Today’s municipality came into being through the merger on 7 June 1969 of the two formerly separate municipalities of Kriegsheim and Monsheim.

==Politics==

===Municipal council===
The council is made up of 20 council members, who were elected at the municipal election held on 7 June 2009, and the honorary mayor as chairman.

The municipal election held on 9 June 2024 yielded the following results:
| | CDU | SPD | FWG | Grüne | LuK | Total |
| 1989 | 1 | 7 | 7 | | | 15 seats |
| 1994 | 1 | 7 | 7 | 1 | | 16 seats |
| 1999 | 1 | 8 | 11 | | | 20 seats |
| 2004 | 2 | 8 | 10 | | | 20 seats |
| 2009 | 3 | 7 | 10 | | | 20 seats |
| 2014 | 3 | 6 | 7 | | | 16 seats |
| 2019 | | 11 | 9 | | | 20 seats |
| 2024 | 5 | 8 | 5 | | 2 | 20 seats |

===Mayors===
- 1958–1994: Gerd Heinz Schilling (FWG)
- 1994–2019: Michael Röhrenbeck (FWG)
- 2019–present: Kevin Zakostelny (SPD)

===Coat of arms===
The municipality's arms might be described thus: Azure an eagle displayed, wings elevated argent, armed gules, in a chief of the third a cross Or.

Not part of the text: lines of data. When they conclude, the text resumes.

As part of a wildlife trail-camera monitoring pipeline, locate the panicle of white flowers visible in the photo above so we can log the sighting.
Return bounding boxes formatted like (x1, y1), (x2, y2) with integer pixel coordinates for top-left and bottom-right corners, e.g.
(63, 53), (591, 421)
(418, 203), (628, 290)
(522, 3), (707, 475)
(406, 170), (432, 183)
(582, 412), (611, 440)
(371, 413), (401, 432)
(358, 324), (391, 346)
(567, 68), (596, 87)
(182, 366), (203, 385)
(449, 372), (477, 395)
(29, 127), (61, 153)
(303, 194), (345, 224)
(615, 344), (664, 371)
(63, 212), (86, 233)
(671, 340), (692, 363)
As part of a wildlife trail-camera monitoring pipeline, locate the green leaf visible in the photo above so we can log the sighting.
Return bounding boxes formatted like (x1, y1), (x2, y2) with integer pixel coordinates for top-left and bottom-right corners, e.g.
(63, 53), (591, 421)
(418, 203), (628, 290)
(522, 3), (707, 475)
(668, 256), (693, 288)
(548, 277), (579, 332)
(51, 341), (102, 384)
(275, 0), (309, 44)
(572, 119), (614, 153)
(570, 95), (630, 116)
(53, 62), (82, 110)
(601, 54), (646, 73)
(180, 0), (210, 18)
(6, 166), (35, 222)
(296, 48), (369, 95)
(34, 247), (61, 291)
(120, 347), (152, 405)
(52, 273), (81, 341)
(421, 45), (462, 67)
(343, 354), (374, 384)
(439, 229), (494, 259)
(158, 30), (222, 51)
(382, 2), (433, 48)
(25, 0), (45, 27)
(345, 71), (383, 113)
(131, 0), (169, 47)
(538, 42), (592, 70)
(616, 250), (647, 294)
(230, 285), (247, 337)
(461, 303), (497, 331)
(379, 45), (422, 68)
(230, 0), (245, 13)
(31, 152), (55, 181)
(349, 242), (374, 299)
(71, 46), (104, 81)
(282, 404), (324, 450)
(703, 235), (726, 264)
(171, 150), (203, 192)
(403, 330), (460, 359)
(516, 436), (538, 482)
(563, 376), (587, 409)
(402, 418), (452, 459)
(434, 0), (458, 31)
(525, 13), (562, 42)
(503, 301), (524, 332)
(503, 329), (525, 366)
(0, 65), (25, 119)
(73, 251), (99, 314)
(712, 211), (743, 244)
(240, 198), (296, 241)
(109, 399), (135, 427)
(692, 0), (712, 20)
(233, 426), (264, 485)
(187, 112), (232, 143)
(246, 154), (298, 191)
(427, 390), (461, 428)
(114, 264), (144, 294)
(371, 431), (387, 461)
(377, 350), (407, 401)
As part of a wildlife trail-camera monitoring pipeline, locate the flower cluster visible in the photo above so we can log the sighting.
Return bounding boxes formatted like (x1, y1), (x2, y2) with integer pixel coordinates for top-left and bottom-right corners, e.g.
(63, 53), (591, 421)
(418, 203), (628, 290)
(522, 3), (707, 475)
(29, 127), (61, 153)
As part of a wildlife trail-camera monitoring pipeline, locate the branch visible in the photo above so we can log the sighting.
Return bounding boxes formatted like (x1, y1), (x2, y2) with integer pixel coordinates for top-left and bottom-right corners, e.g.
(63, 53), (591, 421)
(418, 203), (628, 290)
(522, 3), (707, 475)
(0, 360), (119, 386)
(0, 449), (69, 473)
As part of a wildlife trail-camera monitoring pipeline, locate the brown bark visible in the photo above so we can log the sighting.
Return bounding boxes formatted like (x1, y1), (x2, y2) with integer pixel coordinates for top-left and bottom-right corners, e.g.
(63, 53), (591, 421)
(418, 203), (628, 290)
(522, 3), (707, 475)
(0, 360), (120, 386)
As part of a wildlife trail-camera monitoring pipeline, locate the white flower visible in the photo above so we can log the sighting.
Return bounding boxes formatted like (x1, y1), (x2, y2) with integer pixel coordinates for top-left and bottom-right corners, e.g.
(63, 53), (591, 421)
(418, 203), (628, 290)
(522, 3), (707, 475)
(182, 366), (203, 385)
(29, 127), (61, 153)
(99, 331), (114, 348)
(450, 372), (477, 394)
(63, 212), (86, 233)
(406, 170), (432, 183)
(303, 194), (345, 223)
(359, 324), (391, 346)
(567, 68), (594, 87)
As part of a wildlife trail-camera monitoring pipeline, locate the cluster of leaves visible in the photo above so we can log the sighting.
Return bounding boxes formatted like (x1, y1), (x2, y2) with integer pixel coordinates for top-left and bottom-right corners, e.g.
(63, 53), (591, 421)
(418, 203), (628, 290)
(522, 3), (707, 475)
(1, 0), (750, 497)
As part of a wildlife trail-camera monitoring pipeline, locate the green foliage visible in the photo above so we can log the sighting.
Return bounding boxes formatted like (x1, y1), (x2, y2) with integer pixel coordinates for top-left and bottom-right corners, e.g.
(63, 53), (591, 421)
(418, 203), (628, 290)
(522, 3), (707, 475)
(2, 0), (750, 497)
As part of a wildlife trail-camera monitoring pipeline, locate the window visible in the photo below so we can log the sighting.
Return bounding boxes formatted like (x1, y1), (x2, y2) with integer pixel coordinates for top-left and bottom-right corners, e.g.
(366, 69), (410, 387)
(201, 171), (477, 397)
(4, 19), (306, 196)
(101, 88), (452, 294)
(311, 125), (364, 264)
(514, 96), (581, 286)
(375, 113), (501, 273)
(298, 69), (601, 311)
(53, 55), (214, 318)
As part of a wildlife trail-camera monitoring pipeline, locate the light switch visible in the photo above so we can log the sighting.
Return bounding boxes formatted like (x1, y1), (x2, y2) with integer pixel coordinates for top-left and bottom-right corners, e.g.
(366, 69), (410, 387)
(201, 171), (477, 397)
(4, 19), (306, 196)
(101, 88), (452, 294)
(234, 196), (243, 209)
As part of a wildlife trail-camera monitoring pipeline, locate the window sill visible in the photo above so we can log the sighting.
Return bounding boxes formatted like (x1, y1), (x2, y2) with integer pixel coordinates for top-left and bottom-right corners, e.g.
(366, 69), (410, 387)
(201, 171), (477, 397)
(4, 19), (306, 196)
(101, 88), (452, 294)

Monsheim's oldest known seal dates from 1523, but the oldest one still in existence is from 1598. This showed an escutcheon charged with a cross and with the field semé of crosses (that is, strewn with little crosses). The cross came from the arms borne by the Lords of Westerburg, who held the village at that time. The next seal, which is known from 1690, was quarterly (that is, divided into four fields vertically and horizontally) with the eagle in the first and fourth quarters and five crosses each in the other two. The former came from the arms borne by the Counts of Leiningen, and the latter from the Westerburg arms. This new composition was borne by the Counts of Leiningen-Westerburg, as the fiefholders were now called. There was also a supporter in these arms, the local patron saint, Pirmin, who also held a small model of the local church in his free hand. Later seals show either Pirmin or the current armorial composition.

Another coat of arms was proposed in 1956, which might have been described thus: Azure semé of crosses pattée or a church with a tower in sinister charged with a cross pattée of the same, in chief above the nave an eagle displayed, wings elevated argent, armed and langued of the second.

Finally, the arms shown in this article are slightly different from the ones shown in the source (Heraldry of the World). The ones there show the eagle with a red (gules) tongue and claws, but with silver (argent) legs and beak.

The current arms have been borne since 28 December 1957.

Coat of arms of Monsheim
Coat of arms of Kriegsheim

==Culture and sightseeing==

===Cultural monuments===
- Castle: In the 17th century, the old castle was converted into a Renaissance château.
- On the castle grounds is found the “Hinkelstein”, a menhir which may well be from the New Stone Age.

==Economy and infrastructure==

===Transport===
In Monsheim, Bundesstraßen 271 and 47 cross each other. Monsheim station lies on the Rheinhessenbahn (railway), which runs from Bingen am Rhein to Worms. Moreover, the Zellertalbahn begins in Monsheim, running to Langmeil, an outlying centre of Winnweiler, on which excursion trains go to Hochspeyer in the summer. The Pfälzische Nordbahn also begins in Monsheim. On summertime weekends and holidays, journeys on the Elsass-Express ("Alsace Express") to Wissembourg are possible. There is also a bus route beginning in Monsheim, number 921, that goes to Kirchheimbolanden.

===Education===
- Heinrich-von-Gagern-Grundschule (primary school)

==Famous people==
- David Möllinger (1709–1786), German agrarian reformer
- Ernst von Gagern (1807-1865), important priest in the Diocese of Speyer.